Back when I watched broadcast television, there was some special probably related to the history of a network.  I saw a clip of Sinatra and Bing and my mind snapped to attention.  From the live look of it, I could tell it was a videotape, and I knew that black-and-white clips from early TV were always in the form of lower-quality kinescopes.

On YouTube, I learned that it was a clip from The Edsel Show, which aired on CBS on October 13, 1957.  More about the difference between videotape and kinescope at Kris Trexler's website, King of the Road, as well as the story of how he helped make The Edsel Show available.

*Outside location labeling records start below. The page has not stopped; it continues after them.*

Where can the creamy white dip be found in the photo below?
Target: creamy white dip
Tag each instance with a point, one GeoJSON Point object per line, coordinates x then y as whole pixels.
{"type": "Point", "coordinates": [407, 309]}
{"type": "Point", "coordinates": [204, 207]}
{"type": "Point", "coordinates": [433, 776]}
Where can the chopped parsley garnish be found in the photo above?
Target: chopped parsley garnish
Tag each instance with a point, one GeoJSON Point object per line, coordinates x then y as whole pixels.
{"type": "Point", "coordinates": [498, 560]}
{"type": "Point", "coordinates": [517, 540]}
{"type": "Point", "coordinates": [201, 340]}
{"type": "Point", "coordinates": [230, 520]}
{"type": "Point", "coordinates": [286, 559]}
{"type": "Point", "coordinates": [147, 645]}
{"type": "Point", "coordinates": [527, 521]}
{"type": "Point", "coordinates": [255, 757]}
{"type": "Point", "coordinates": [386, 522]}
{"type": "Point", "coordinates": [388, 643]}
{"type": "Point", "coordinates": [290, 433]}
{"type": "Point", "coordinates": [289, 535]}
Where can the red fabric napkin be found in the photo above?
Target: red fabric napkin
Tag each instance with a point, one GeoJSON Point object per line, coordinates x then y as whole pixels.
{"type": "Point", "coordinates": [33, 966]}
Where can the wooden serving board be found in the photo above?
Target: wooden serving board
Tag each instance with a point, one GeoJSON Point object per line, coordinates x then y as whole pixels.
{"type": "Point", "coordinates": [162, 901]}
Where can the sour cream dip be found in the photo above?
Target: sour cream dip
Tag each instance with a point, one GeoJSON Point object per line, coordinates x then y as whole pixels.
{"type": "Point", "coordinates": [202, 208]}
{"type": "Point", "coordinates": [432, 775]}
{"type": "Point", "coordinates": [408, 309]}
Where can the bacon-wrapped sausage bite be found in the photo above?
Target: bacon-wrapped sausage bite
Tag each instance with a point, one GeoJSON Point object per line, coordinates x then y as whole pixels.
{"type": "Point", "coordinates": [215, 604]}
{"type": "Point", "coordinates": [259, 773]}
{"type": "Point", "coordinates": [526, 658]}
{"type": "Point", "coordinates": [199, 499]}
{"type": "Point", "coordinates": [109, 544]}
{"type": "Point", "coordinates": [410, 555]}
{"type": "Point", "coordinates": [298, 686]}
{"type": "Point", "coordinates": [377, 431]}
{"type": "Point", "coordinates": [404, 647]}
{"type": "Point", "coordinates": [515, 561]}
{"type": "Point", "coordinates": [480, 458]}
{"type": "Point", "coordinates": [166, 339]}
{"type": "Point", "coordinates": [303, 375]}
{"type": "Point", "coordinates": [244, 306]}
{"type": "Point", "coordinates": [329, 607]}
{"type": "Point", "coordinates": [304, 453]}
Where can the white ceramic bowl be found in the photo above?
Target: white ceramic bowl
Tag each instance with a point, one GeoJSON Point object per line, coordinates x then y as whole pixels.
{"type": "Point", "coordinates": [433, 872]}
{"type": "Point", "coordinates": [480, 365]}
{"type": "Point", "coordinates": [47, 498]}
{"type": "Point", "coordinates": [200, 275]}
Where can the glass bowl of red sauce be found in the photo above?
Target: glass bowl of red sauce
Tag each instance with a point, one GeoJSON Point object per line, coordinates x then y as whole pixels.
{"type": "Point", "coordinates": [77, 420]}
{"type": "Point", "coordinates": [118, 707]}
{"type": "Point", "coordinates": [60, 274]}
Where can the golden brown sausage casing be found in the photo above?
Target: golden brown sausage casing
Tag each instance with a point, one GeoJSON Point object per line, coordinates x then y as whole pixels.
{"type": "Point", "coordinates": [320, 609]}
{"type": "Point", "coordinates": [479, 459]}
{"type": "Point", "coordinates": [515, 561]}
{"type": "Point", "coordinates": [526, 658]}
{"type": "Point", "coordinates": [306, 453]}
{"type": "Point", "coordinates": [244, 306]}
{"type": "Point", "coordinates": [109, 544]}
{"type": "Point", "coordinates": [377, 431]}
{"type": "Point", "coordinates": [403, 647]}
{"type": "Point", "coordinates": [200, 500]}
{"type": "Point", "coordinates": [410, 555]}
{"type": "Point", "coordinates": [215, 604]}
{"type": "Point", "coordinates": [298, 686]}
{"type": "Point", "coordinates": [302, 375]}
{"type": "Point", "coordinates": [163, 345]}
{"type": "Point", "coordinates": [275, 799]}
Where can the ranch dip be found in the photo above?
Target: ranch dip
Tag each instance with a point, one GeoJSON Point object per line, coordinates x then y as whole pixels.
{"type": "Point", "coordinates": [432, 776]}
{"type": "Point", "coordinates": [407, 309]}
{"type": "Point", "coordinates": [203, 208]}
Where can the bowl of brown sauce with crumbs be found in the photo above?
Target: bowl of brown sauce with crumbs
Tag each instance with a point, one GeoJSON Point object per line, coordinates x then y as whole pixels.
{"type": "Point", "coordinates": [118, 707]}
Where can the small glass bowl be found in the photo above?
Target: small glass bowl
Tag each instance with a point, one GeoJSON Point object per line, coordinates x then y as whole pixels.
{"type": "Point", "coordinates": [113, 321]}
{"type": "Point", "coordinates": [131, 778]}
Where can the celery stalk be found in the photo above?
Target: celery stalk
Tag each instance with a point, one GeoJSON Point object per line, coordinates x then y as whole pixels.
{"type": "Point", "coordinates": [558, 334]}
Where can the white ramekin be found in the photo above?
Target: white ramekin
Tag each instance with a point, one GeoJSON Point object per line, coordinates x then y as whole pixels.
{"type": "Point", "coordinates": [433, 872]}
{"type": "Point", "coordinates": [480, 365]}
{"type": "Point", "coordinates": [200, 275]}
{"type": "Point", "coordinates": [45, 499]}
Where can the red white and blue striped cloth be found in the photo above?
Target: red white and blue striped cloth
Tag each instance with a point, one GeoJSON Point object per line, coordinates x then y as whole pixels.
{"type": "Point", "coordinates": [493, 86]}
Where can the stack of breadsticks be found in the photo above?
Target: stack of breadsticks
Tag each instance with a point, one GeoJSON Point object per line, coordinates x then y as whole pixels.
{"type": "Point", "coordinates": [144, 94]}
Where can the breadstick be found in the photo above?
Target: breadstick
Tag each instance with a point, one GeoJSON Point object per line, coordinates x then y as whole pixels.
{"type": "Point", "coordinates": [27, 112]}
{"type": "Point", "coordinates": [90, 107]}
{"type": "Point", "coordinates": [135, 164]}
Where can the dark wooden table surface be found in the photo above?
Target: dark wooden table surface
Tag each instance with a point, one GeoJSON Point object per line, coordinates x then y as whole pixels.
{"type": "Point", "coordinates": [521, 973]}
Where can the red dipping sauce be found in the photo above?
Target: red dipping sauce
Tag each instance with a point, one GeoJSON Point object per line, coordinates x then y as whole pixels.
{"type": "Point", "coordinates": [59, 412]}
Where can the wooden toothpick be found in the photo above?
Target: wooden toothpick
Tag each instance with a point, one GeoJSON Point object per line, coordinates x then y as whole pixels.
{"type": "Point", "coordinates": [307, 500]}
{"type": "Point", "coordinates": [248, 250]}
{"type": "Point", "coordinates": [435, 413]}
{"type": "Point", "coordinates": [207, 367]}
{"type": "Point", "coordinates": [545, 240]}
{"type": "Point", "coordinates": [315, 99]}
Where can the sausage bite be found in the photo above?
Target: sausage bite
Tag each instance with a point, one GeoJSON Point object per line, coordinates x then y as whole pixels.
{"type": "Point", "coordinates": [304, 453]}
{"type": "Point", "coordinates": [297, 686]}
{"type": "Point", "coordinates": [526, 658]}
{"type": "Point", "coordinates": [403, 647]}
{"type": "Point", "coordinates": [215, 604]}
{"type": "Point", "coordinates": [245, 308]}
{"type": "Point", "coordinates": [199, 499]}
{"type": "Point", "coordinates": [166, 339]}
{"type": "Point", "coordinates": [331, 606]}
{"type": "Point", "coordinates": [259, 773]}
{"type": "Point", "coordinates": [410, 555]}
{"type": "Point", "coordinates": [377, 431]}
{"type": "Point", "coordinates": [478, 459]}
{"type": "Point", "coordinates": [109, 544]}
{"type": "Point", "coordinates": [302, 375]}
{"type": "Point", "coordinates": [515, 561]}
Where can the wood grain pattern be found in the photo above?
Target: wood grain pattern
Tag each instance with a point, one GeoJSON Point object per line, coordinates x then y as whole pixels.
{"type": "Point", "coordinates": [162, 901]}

Also at KOTR is the story of An Evening With Fred Astaire, broadcast just over a year later on NBC, "in living color" as they used to say.  That used to be on YouTube, too.  

It also used to be the oldest existing show nationally broadcast on color videotape, until the announcement of the Kraft Music Hall that was on October 8, 1958, nine days before the Fred Astaire show.  

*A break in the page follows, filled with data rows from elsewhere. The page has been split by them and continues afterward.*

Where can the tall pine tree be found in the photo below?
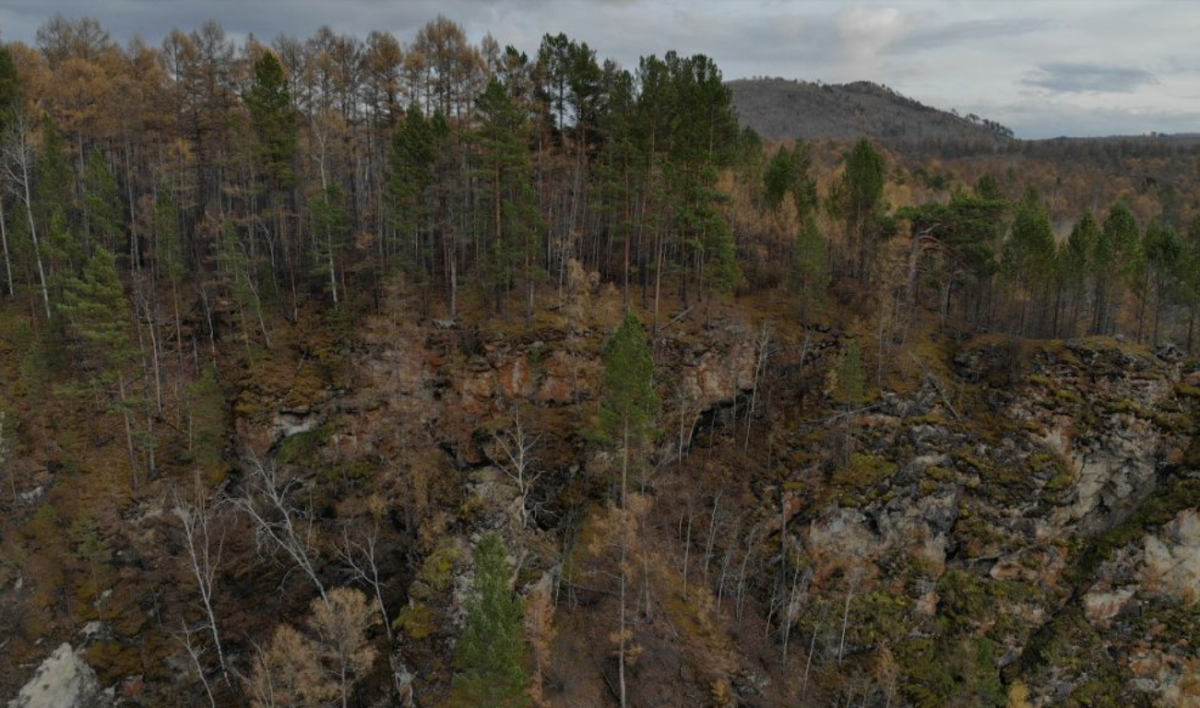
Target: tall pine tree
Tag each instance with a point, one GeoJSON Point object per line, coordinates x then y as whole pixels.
{"type": "Point", "coordinates": [492, 651]}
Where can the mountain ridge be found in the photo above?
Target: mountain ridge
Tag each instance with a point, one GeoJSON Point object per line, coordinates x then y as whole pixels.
{"type": "Point", "coordinates": [792, 108]}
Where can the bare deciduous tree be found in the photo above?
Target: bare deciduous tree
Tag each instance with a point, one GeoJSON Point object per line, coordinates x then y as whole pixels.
{"type": "Point", "coordinates": [279, 521]}
{"type": "Point", "coordinates": [341, 623]}
{"type": "Point", "coordinates": [17, 160]}
{"type": "Point", "coordinates": [517, 445]}
{"type": "Point", "coordinates": [361, 558]}
{"type": "Point", "coordinates": [196, 517]}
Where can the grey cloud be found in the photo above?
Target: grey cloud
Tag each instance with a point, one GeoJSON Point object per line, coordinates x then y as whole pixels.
{"type": "Point", "coordinates": [1009, 55]}
{"type": "Point", "coordinates": [936, 36]}
{"type": "Point", "coordinates": [1065, 77]}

I have a little list of YouTube-available shows from way back when.  Some are videotapes, some are kinescopes dating back to 1948.  Near the top of the list:  the oldest color videotape of any kind:  dedication of WRC-TV studios, May 22, 1958, featuring President Eisenhower.  Here too, Kris Trexler had a hand in putting that up for everyone to see.

As of tonight, 13 of the shows I put on the list aren't available anymore, including the Playhouse 90 telecast of Judgment at Nuremberg.  When Rod Serling complained about serious shows that were interrupted by six bunny rabbits selling toilet paper, that was one of the commercials on this show.  

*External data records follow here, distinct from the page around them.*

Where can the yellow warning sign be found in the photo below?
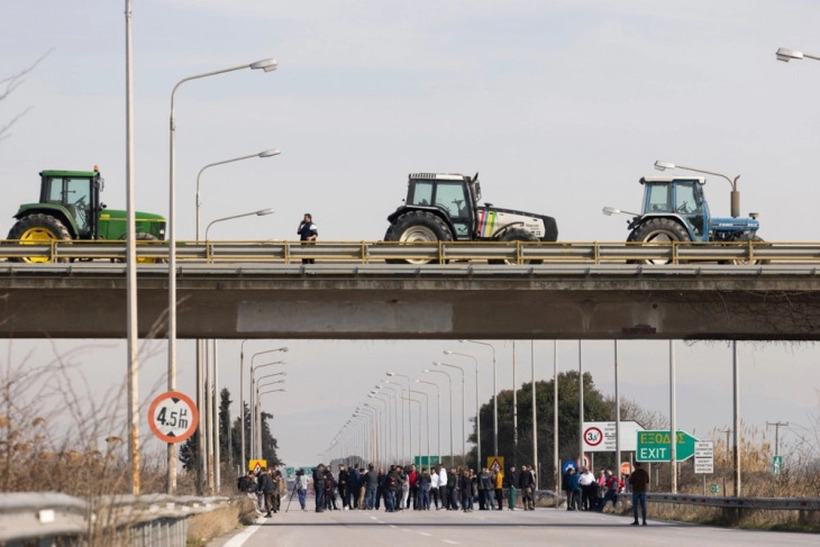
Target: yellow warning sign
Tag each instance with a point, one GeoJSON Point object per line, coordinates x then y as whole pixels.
{"type": "Point", "coordinates": [495, 463]}
{"type": "Point", "coordinates": [257, 465]}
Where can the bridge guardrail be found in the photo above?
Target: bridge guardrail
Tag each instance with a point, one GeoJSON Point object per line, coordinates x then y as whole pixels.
{"type": "Point", "coordinates": [440, 252]}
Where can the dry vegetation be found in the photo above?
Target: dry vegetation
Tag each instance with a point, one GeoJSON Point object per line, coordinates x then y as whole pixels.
{"type": "Point", "coordinates": [60, 434]}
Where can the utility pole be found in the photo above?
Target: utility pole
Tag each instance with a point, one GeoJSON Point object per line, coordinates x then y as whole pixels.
{"type": "Point", "coordinates": [727, 432]}
{"type": "Point", "coordinates": [777, 426]}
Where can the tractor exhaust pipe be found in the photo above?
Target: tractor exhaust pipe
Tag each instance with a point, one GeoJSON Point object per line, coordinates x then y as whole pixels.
{"type": "Point", "coordinates": [735, 195]}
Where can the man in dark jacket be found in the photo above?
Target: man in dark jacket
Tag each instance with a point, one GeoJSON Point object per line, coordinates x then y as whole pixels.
{"type": "Point", "coordinates": [266, 487]}
{"type": "Point", "coordinates": [525, 482]}
{"type": "Point", "coordinates": [342, 486]}
{"type": "Point", "coordinates": [639, 480]}
{"type": "Point", "coordinates": [319, 486]}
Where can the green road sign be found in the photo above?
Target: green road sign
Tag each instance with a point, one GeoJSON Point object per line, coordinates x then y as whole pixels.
{"type": "Point", "coordinates": [421, 461]}
{"type": "Point", "coordinates": [777, 465]}
{"type": "Point", "coordinates": [654, 446]}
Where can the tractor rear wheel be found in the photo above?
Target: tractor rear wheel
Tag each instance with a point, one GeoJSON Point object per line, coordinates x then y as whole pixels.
{"type": "Point", "coordinates": [38, 229]}
{"type": "Point", "coordinates": [417, 227]}
{"type": "Point", "coordinates": [658, 230]}
{"type": "Point", "coordinates": [516, 234]}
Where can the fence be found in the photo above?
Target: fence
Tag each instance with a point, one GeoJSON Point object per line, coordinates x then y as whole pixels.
{"type": "Point", "coordinates": [49, 518]}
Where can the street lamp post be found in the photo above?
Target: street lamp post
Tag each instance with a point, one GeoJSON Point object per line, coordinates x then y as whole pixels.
{"type": "Point", "coordinates": [409, 421]}
{"type": "Point", "coordinates": [242, 393]}
{"type": "Point", "coordinates": [254, 402]}
{"type": "Point", "coordinates": [259, 213]}
{"type": "Point", "coordinates": [438, 420]}
{"type": "Point", "coordinates": [264, 154]}
{"type": "Point", "coordinates": [427, 420]}
{"type": "Point", "coordinates": [259, 398]}
{"type": "Point", "coordinates": [785, 54]}
{"type": "Point", "coordinates": [396, 428]}
{"type": "Point", "coordinates": [267, 65]}
{"type": "Point", "coordinates": [450, 384]}
{"type": "Point", "coordinates": [464, 407]}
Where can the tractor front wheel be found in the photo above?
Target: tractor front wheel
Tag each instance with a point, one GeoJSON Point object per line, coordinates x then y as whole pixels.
{"type": "Point", "coordinates": [417, 227]}
{"type": "Point", "coordinates": [516, 234]}
{"type": "Point", "coordinates": [658, 230]}
{"type": "Point", "coordinates": [38, 229]}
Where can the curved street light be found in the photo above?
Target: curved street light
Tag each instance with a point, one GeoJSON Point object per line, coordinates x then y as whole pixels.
{"type": "Point", "coordinates": [450, 384]}
{"type": "Point", "coordinates": [242, 391]}
{"type": "Point", "coordinates": [264, 154]}
{"type": "Point", "coordinates": [266, 65]}
{"type": "Point", "coordinates": [785, 54]}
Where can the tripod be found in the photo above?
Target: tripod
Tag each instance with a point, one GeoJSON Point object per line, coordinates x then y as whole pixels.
{"type": "Point", "coordinates": [295, 486]}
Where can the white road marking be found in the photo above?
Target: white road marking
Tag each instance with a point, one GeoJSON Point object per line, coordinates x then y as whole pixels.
{"type": "Point", "coordinates": [239, 539]}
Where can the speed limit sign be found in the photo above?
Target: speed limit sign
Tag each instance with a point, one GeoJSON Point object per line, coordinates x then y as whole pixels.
{"type": "Point", "coordinates": [172, 417]}
{"type": "Point", "coordinates": [593, 436]}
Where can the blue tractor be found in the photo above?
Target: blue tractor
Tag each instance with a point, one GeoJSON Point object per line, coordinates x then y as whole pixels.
{"type": "Point", "coordinates": [675, 209]}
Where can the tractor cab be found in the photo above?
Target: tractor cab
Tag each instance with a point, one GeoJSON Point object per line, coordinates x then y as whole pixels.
{"type": "Point", "coordinates": [451, 197]}
{"type": "Point", "coordinates": [75, 194]}
{"type": "Point", "coordinates": [681, 198]}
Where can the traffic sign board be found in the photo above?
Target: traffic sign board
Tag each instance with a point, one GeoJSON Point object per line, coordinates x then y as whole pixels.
{"type": "Point", "coordinates": [172, 417]}
{"type": "Point", "coordinates": [777, 465]}
{"type": "Point", "coordinates": [495, 463]}
{"type": "Point", "coordinates": [602, 436]}
{"type": "Point", "coordinates": [654, 446]}
{"type": "Point", "coordinates": [704, 457]}
{"type": "Point", "coordinates": [257, 465]}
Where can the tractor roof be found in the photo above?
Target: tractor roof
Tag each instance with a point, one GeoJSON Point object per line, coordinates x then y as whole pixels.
{"type": "Point", "coordinates": [63, 173]}
{"type": "Point", "coordinates": [668, 178]}
{"type": "Point", "coordinates": [438, 176]}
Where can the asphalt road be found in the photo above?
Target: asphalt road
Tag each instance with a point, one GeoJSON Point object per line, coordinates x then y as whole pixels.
{"type": "Point", "coordinates": [495, 528]}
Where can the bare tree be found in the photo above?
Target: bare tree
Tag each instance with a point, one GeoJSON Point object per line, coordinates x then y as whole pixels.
{"type": "Point", "coordinates": [8, 85]}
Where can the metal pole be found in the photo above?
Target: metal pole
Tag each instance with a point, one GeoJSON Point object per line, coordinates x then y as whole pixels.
{"type": "Point", "coordinates": [267, 65]}
{"type": "Point", "coordinates": [534, 417]}
{"type": "Point", "coordinates": [209, 405]}
{"type": "Point", "coordinates": [243, 463]}
{"type": "Point", "coordinates": [736, 417]}
{"type": "Point", "coordinates": [495, 397]}
{"type": "Point", "coordinates": [131, 273]}
{"type": "Point", "coordinates": [673, 420]}
{"type": "Point", "coordinates": [617, 415]}
{"type": "Point", "coordinates": [217, 431]}
{"type": "Point", "coordinates": [556, 463]}
{"type": "Point", "coordinates": [580, 408]}
{"type": "Point", "coordinates": [777, 434]}
{"type": "Point", "coordinates": [515, 413]}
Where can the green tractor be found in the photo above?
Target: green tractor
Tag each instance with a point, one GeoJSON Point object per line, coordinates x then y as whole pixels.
{"type": "Point", "coordinates": [70, 209]}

Also, this show was sponsored by the gas company, and for that reason, all references to gas chambers were muted.  Someone with a black sense of humor could come up with something far worse to take their place.  My sense of humor only goes so far:  I liked it when margarine ads, which were forbidden to use the word "butter", made the most of it by referring instead to "the high-priced spread."